The Jewish people were under threat of destruction, yet these children were discussing how a korban would be brought in the Beis Hamikdash.
In their minds, there was already a Temple. There was already a Kohen. There was already barley waiting to be offered.
Their concern was simply making sure they knew how to perform the mitzvah correctly.
They were not trapped by the reality around them. They were living with a higher reality.
That, the Rebbe explained, is how a Jew is meant to live.
Perhaps that is exactly what the Rebbe was teaching. The Three Weeks are not merely a season of mourning. They are a season of vision. We remember what was lost. We mourn it.
But we refuse to stop there.
While remembering the destruction, we begin preparing for the rebuilding.
That is why the Rebbe took this initiative so seriously.
In the years that followed, he repeatedly encouraged the study of Hilchos Beis HaBechirah during the Three Weeks. On one Erev Tisha B’Av, the Rebbe entered 770 and noticed a group of chassidim standing and waiting for him. He remarked that the time could have been better spent learning Hilchos Beis HaBechirah and thereby helping build the Third Beis Hamikdash.

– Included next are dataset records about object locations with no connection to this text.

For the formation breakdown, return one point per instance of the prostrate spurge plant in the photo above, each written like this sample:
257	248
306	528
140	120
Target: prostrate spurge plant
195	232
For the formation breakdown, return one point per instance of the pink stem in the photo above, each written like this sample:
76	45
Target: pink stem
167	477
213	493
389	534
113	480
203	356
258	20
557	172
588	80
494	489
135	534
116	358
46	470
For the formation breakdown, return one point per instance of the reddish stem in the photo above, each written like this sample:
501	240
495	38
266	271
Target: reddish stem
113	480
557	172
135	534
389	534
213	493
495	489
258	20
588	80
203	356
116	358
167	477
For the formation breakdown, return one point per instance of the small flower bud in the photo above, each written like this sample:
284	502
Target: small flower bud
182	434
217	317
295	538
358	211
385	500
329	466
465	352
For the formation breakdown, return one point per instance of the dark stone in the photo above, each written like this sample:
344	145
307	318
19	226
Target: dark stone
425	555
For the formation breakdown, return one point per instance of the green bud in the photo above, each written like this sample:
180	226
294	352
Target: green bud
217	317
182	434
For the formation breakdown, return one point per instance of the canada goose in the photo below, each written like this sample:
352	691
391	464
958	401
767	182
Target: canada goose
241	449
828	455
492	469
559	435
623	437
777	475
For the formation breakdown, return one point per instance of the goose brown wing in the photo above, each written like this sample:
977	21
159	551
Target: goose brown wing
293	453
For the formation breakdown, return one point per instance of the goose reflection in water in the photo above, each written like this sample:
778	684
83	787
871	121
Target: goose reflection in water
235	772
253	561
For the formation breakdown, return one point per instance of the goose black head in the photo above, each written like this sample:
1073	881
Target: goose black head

To the Rebbe, Learning about the Beis Hamikdash was itself an act of building.
Because this was never simply about measurements and walls.
It was about mindset.
The world teaches us to react to reality.
The Rebbe taught us to create reality.
To see beyond the headlines.
To see beyond the challenges.
To see beyond the exile.
Perhaps that is the true miracle of this campaign.
For fifty years, during the saddest days of the Jewish calendar, Jews around the world have opened books describing gates, courtyards, chambers, and walls of a building that has not yet been rebuilt.
To an outsider, it may seem like a lesson in architecture. But it is really a lesson in faith.
Today our world faces no shortage of challenges. Israel faces enemies. Antisemitism is rising. Communities struggle with division, uncertainty, and pain. It is easy to become overwhelmed by what is broken.
The Rebbe’s answer remains the same as it was fifty years ago:
Study the Temple.
Learn about redemption.
Live with the future.
Because A Jew is defined by what he knows tomorrow can become.
And perhaps that is the deepest meaning of the Midrash.
Learning about the Beis Hamikdash is not merely considered building it.
It is building ourselves into the kind of people who can bring it.
May we merit very soon to move from studying its blueprint to walking through its gates, from learning about redemption to living it, and from mourning Jerusalem to celebrating in a rebuilt Jerusalem with the coming of Moshiach, speedily in our days. Amen.